Particulièrement émouvante est la clause concernant le palais de la via Borgonuovo 21 à Milan, cœur de la vie privée d’Armani, où le styliste a prévu l’usufruit à vie pour Leo Dell’Orco sur l’ensemble de l’immeuble, imposant que meubles, ornements et objets, y compris bibelots, tapis et mobiliers, restent exactement à leur place, sauf un tableau de Matisse et une photographie de Man Ray donnés ailleurs, afin de préserver l’atmosphère intime et inchangée du lieu tant que le compagnon le souhaite.

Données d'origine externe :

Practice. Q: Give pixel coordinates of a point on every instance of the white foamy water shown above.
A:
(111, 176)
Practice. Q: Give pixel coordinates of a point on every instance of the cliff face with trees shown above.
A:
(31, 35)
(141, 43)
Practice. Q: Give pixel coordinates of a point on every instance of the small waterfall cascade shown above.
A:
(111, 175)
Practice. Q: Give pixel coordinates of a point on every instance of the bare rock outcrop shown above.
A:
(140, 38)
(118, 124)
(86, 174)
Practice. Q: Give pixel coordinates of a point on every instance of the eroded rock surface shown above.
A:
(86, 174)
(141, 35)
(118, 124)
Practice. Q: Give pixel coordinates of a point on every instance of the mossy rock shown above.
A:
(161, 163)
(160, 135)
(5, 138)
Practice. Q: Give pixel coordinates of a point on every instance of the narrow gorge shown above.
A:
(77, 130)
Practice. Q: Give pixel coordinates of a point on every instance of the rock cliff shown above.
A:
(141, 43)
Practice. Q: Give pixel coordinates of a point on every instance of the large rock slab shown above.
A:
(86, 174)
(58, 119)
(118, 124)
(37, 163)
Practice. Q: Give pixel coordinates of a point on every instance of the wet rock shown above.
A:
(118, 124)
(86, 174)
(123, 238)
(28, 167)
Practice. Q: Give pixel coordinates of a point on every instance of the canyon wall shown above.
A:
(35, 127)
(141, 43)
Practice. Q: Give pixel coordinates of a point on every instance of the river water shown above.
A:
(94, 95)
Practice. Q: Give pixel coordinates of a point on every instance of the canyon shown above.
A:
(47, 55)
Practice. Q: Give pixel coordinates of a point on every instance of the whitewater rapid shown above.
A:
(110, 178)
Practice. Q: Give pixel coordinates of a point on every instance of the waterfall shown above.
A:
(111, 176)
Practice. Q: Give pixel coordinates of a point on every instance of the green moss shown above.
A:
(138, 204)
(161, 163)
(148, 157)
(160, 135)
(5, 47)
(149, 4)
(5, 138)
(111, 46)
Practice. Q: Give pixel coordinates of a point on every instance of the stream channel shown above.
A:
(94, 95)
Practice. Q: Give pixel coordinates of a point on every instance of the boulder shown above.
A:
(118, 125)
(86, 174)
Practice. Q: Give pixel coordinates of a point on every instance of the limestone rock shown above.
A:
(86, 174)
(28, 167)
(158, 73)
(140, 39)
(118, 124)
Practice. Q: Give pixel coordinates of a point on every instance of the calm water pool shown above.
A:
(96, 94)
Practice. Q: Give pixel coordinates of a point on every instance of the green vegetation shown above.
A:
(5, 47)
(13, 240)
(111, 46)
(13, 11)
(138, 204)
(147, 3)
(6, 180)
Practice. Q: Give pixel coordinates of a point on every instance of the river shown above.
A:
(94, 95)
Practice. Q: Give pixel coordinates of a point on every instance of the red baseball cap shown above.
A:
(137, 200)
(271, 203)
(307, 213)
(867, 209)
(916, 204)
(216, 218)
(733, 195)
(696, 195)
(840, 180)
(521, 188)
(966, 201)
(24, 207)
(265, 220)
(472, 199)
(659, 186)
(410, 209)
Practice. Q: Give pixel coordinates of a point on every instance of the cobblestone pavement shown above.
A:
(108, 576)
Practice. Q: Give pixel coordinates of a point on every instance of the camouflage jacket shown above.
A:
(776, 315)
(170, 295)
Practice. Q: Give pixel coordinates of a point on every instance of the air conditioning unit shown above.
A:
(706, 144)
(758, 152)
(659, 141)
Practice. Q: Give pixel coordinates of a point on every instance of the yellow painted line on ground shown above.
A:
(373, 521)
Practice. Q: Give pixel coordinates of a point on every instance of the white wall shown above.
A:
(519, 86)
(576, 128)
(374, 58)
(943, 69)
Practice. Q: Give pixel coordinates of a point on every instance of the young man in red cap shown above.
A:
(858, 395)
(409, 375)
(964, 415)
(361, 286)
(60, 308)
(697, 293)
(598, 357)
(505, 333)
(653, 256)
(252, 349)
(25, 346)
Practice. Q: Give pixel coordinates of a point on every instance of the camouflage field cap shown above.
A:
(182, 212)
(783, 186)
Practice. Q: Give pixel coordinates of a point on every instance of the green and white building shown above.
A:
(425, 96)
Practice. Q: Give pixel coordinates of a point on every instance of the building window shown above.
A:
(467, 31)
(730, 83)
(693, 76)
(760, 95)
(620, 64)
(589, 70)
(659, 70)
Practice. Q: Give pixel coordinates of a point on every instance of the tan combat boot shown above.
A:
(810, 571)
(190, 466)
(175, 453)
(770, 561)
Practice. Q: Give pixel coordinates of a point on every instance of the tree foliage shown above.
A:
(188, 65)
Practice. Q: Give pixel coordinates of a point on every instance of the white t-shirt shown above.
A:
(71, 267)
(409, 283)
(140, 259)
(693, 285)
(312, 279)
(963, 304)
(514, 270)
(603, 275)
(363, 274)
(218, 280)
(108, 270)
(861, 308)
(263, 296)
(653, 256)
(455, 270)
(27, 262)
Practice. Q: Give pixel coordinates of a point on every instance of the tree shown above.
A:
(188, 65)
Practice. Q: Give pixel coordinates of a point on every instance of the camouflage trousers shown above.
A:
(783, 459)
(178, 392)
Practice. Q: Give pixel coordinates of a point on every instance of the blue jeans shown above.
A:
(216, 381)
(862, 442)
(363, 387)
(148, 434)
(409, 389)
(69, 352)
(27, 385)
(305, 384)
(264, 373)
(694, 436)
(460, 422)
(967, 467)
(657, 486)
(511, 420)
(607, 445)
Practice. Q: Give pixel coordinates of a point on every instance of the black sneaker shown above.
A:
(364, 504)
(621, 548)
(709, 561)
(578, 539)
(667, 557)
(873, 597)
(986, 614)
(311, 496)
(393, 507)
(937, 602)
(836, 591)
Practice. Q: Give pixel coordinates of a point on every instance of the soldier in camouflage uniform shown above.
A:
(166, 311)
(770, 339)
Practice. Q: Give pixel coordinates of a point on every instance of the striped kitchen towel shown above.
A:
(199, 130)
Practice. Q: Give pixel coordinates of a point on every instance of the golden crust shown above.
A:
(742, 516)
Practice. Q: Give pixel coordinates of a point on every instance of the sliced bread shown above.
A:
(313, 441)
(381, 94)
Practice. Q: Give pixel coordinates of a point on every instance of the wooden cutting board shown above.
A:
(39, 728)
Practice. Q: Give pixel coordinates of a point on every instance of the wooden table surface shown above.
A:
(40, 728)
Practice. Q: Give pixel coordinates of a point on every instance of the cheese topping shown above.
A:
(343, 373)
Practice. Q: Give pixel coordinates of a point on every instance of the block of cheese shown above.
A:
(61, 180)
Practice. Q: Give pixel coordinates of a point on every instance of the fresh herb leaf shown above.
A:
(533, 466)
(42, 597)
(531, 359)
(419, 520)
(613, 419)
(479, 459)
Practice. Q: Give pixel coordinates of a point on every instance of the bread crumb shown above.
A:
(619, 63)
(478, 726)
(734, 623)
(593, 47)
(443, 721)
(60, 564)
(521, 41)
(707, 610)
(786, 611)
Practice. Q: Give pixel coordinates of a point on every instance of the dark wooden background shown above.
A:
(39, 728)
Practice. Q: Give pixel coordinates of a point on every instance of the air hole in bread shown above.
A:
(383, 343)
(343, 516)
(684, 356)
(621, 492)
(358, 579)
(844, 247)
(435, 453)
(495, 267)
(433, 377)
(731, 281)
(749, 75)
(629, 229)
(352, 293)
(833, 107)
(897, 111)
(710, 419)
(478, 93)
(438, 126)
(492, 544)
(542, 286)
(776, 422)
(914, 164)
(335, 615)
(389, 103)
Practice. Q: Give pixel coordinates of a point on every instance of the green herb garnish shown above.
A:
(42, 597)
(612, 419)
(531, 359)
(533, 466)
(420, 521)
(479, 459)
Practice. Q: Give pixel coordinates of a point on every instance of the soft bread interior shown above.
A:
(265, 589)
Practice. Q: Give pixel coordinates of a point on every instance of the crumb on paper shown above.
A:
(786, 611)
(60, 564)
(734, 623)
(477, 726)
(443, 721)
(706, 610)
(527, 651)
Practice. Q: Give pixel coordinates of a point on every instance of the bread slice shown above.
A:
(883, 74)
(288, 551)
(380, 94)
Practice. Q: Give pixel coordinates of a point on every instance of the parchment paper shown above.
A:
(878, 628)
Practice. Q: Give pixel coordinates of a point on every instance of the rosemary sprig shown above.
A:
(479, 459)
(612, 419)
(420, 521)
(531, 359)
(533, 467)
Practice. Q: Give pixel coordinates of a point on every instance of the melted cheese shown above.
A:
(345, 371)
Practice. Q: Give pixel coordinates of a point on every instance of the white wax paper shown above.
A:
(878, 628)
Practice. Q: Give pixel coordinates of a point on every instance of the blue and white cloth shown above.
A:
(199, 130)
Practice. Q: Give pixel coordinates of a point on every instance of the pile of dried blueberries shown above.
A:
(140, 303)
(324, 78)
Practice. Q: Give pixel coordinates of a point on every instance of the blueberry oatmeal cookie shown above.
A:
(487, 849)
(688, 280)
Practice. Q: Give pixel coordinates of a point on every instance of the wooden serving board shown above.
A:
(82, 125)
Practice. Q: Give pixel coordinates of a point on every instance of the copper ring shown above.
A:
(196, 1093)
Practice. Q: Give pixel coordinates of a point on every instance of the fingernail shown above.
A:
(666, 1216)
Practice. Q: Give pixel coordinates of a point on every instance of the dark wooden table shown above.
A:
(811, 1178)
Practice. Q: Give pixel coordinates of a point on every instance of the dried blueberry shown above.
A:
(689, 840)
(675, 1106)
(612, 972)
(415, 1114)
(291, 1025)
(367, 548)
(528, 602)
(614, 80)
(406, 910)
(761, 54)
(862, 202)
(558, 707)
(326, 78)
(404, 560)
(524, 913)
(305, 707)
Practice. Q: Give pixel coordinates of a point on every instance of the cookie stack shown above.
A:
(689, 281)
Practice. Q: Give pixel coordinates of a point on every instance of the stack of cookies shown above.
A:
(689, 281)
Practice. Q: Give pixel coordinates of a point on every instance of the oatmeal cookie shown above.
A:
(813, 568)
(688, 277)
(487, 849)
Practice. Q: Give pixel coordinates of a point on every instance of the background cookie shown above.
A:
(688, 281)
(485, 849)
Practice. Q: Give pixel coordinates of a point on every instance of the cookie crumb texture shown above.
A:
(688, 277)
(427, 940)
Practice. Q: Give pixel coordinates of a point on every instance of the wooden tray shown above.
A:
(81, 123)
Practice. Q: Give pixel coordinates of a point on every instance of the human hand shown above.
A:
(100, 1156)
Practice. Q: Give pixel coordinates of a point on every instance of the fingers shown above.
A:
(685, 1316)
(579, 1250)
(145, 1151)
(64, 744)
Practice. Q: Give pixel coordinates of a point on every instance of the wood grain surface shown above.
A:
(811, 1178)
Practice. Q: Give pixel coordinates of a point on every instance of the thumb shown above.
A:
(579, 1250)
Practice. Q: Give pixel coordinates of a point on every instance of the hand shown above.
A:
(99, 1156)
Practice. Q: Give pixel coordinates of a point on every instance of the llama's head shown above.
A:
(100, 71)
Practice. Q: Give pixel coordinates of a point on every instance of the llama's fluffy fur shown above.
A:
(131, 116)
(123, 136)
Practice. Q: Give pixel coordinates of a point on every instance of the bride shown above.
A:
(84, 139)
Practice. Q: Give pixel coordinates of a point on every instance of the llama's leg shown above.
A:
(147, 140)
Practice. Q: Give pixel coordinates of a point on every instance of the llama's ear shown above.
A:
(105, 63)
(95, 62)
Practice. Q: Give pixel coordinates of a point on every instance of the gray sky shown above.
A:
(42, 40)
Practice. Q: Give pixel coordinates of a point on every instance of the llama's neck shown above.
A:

Le testament entre dans les moindres détails de la répartition de ces éléments décoratifs entre les différentes résidences, du bureau d’une maison à la table d’une autre, jusqu’aux œuvres d’art mineures, les attribuant avec précision pour éviter les litiges et honorer la valeur affective de chaque pièce.
Même le bateau privé du designer, formellement enregistré au nom de sa sœur et des petits-enfants, fait l’objet de dispositions équilibrées favorisant l’usage partagé : Rosanna, Silvana et Andrea Armani doivent permettre à Dell’Orco de le louer pendant quatre semaines par an, non nécessairement consécutives, avec droit de choix de la période à communiquer avant avril, et pour deux de ces semaines, le bateau pourra accueillir Morselli avec sa famille et sa sœur. Cette réglementation garantit non seulement un accès privilégié au compagnon à un bien de luxe, mais étend l’hospitalité à des proches, incarnant l’esprit inclusif d’Armani envers un cercle restreint d’affection, et assurant que le patrimoine nautique reste un élément de joie partagée plutôt que de division.